Fucking fuck my life. Just fucking kill me right now. I can't fuckign do this shit anymore. FUCKKKKKK.
Everything was fine and then I speak to Monica last night and she's like oh I'm on Jamals page right now. I'm like shittttttt, you're still his friend???? And then she's like yeah, is this Benjis new girl? Lindsay?
No no no no no no no no noooooooooooooooo don't remind me. All these thoughts just planted themselves back in my head. I worked out when I got home and smoked some weed and went to bed. Today was a little better. I woke up happy since I fasted yesterday. I've been crazy busy all day so I haven't had time to think about anything.
But now I had a few minutes with nothing to do so of course Im facebooking. This girl Aly, who is friends with Jamal, wrote on my wall. So I went to her wall to write back, and boom. There he was. Very first post. Benji.
Hes like come to the city and party with me and Jamal. I dont know why that fucking set me off. I just started shaking and got out of the computer lab as fast as possible and speed walked (almost running) to the bathroom and thankfully it was empty.
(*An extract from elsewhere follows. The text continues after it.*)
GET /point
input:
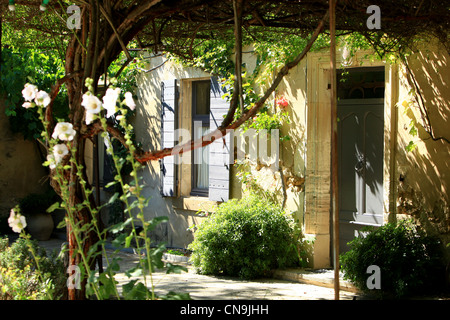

I went into the handicapped stall and threw myself against the corner and cried. I haven't cried like that in weeks. Sobbing and everything. Punching the walls. Someone came in so I tried my best to switch to silent crying. I've pretty much mastered the technique.
fuck fuck fuck fuck fuck fuck fuckkkkkkkkkkkkkkkkkk
I cant continue this entry, there are too many people in the lab and I hate crying in public. Going to the fucking gym for the next two hours until practice starts.
Fuck you. Fuck everyone. I don't fucking need anyone. I have Ana.